When a healthcare professional completes an online application they bombarded by calls, text messages, and emails from several different recruiters. Chances are they’re not answering too many of these calls or messages. But there’s a good chance they’re listening to messages and selectively responding when it’s convenient for them to do so. There simply isn’t enough time in the day for them to talk with every recruiter. It’s much more practical to weed out some recruiters. And selecting those recruiters you will contact based on how they communicate through voicemail, text, or email is a great place to start.
Similarly, hospital contacts receive several calls from many different agencies. Sometimes even multiple calls from different account managers within the same agency. It’s not practical for them to return every single voicemail they receive. How they respond depends on the message, specifically, the perceived value you’ve created for them in the story you’ve told through your voicemail messages.

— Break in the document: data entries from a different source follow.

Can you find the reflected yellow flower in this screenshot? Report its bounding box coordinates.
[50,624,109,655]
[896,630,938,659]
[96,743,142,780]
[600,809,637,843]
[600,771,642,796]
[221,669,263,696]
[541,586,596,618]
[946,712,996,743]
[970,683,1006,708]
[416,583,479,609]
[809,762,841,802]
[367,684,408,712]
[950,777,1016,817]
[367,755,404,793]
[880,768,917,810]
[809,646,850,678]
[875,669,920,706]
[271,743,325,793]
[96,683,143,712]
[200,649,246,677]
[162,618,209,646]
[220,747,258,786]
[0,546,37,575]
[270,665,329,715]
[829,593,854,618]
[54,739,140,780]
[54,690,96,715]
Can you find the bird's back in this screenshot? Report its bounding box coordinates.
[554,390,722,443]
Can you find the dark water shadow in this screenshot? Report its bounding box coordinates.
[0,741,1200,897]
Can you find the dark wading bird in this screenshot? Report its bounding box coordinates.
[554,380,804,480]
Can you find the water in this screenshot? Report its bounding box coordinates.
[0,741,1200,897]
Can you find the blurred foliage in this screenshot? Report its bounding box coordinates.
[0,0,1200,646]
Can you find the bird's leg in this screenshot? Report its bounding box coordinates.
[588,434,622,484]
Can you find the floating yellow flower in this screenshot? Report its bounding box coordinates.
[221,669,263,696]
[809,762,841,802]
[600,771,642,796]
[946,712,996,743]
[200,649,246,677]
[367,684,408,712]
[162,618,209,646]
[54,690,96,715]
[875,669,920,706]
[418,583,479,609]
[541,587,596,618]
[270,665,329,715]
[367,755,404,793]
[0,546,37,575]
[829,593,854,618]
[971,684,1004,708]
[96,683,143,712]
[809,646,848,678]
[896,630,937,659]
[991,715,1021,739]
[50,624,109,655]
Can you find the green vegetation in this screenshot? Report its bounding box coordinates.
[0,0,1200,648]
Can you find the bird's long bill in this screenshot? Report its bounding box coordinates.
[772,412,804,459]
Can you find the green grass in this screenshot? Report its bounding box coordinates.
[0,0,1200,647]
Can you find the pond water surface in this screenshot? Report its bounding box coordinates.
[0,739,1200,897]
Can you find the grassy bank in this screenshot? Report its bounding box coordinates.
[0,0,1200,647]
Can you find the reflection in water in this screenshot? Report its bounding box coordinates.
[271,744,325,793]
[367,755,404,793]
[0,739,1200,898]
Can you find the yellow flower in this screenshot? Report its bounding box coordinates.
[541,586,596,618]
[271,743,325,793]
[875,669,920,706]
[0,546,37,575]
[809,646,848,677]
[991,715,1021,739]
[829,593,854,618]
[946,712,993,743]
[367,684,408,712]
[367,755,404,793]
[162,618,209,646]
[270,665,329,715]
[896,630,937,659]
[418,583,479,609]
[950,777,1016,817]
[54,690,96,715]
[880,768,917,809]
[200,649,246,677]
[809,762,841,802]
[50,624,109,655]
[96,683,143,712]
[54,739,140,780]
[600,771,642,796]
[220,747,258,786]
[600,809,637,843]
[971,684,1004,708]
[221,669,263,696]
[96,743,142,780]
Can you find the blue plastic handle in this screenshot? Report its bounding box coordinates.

In 2017, the goal of leaving messages should be to tell a story. But remember any good story has to capture the audience’s attention. A great way to do this is to make the story about them—not you. For example, how will having a conversation with you impact them in a positive way? What will they be missing out on by not calling you? And how will their experience change (for the better) when they do contact you? And why not lead with this information? After all, it’s likely you only have a few seconds to capture your audience’s attention!
Is leaving voicemails a waste of time? If you’re expecting an action (calling you back), but you’re not creating a perceived value than you’re limiting your opportunity for success to “chance”. At best you’re not being efficient with your time. Perhaps, it’s not leaving a voicemail that’s a waste of time but rather the old style of leaving a voicemail that is no longer relevant.